Taming Protege OWL files in version control?

I keep an OWL2 ontology in a git repository, and I've noticed that every time I edit and save the file in Protege, there's some non-deterministic behavior.

For example, OWL restrictions appear to be rdf/xml serialized in an arbitrary order each time I save, such that a very large percentage of lines in my .owl file change even when I make a tiny edit. This makes it impossible tell what's happened using git diff, for instance.

Could anyone share or suggest approaches to using Protege with version control? In an ideal world I'd love to be able to make changes in multiple branches and merge -- but short of that, I'd at least like to be able to tell what's changed :-)


This my question is very similar to yours. Thank you for pinpointing the problem.

One should not probably worry too much about internals of version control systems. I have managed to put all versions of NCI Thesaurus (about 8 Gb of RDF/XML) into Mercurial repository. The whole repository size (the .hg folder) is only 112 megabytes. On the other hand, Git stores all versions, not diffs (Git repository with NCI Thesaurus takes about 1 Gb).

The real problem is, as you mentioned, to tell what is changed, and perform a three-way merge. I have done a research and the only tool for diffing OWL ontologies (not RDF graphs) I have found was OWLDiff. It does not have any scripts to integrate with version control systems, although it is possible to write them. Another shortcoming of OWLDiff is that it only compares the logical constituent, i.e. axioms, and does not take into account changes of namespace prefixes, imports, ontology format, etc.
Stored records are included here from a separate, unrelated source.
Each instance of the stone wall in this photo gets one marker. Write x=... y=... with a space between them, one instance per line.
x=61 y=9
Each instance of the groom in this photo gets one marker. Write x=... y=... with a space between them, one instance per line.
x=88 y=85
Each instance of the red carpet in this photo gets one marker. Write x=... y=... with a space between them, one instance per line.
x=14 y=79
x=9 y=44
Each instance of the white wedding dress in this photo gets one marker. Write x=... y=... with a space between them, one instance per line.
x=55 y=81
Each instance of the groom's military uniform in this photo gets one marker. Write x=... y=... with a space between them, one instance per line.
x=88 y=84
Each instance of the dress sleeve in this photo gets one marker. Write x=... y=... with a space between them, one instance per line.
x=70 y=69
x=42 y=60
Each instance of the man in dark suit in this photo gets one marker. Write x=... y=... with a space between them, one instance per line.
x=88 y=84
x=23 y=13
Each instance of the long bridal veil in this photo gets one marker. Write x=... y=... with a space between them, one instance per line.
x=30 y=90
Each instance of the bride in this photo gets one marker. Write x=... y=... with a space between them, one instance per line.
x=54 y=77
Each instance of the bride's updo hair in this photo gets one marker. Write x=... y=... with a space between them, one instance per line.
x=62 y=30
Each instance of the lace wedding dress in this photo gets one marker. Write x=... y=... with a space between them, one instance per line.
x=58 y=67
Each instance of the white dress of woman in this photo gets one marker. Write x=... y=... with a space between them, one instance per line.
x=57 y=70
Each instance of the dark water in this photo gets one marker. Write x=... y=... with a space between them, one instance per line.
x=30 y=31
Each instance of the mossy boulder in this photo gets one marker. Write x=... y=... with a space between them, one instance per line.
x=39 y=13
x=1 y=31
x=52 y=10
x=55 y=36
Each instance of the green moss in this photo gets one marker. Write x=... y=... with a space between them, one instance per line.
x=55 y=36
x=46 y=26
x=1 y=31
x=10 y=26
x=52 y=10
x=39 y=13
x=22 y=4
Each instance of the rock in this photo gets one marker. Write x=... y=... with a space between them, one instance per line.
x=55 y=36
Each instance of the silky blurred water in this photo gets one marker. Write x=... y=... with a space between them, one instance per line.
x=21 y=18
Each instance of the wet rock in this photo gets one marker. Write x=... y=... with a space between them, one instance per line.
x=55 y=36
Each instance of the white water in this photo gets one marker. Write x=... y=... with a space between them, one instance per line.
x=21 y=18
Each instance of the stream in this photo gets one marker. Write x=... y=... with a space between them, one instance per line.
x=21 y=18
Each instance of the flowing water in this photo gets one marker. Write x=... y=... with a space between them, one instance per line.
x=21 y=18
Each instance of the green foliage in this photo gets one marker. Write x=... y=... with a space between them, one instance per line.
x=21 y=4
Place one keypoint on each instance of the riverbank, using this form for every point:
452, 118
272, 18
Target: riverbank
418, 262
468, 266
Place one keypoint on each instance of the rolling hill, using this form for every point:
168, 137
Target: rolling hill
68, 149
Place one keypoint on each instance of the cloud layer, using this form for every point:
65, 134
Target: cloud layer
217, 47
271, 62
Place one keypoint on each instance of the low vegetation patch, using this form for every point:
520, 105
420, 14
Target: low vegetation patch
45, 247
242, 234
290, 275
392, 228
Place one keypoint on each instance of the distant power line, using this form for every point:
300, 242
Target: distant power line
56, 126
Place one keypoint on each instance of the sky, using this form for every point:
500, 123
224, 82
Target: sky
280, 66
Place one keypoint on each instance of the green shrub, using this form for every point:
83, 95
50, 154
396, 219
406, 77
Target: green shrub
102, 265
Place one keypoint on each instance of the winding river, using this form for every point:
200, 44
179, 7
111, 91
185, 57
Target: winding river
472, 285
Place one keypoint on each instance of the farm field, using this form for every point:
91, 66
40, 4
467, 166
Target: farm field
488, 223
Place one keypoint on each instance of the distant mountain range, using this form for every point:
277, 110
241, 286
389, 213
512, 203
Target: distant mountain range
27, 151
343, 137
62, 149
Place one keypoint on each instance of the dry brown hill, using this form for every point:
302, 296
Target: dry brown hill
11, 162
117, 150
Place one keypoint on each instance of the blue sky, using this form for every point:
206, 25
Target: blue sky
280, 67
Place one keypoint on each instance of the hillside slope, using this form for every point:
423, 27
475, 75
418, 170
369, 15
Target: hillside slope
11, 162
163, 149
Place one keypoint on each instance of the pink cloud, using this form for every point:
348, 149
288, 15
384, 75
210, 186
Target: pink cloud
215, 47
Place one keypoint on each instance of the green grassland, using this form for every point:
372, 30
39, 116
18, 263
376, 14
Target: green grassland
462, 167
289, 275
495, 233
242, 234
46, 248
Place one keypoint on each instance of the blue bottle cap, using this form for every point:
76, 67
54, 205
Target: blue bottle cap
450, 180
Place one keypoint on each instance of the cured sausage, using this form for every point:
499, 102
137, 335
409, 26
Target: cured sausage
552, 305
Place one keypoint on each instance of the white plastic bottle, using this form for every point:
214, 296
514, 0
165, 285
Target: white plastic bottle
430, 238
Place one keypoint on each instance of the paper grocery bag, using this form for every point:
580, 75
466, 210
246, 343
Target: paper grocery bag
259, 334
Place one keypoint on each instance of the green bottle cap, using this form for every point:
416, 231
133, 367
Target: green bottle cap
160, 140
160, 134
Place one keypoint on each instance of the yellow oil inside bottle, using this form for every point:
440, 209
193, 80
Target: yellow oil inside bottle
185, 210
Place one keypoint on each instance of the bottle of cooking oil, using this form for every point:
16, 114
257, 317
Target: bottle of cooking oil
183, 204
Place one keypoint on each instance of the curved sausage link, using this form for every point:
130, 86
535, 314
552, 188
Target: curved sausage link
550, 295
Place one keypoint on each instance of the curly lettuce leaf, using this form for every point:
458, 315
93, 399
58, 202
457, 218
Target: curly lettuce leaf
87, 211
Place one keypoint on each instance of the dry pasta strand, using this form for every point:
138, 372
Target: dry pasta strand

So I had to develop a tool to tame version control systems for developing ontologies. You can download it at http://code.google.com/p/ontovcs. It is still beta and contain some flaws (especially the 3-way merge tool) and I would appreciate any feedback from you, positive or negative.


I have started rewriting the tool which now better matches OWL API.

You can find the latest version of owl2vcs at https://github.com/utapyngo/owl2vcs.

In terms of serializing output in a deterministic way, TopBraid Composer currently offers a Sorted Turtle option and some internal tools to find the graph-based differences in triples. The next version of the tool (TBC 3.6 in January) will support two serialization formats for version control systems, Sorted Turtle and c14n.

An RDF file serializes a graph. Diffing a graph is fundamentally much more difficult than diffing a line-based text file.

I don't think there's much you can do here really, except ditching Protégé and editing your files by hand in Turtle (and that's not a totally insane suggestion.)

If you don't care so much about expressivity you could use obo-format (http://oboformat.org). It has a deterministic serialization. You can see examples of diffs here: http://viewvc.geneontology.org/viewvc/GO-SVN/trunk/ontology/editors/gene_ontology_write.obo?view=log

This answer is 75% tongue-in-cheek as obo-format is deprecated and everyone involved with obo-format is urging users to switch to owl. One of the main obstacles is the diffs.

ontovcs is great, you should upvote @utapyngo. Some way to get this into web SVN views would be great.

I do think that ontologies should be treated like source code however, I don't think a new VCS stack should be developed to fit the IDEs, rather the IDEs should adapt to the stack.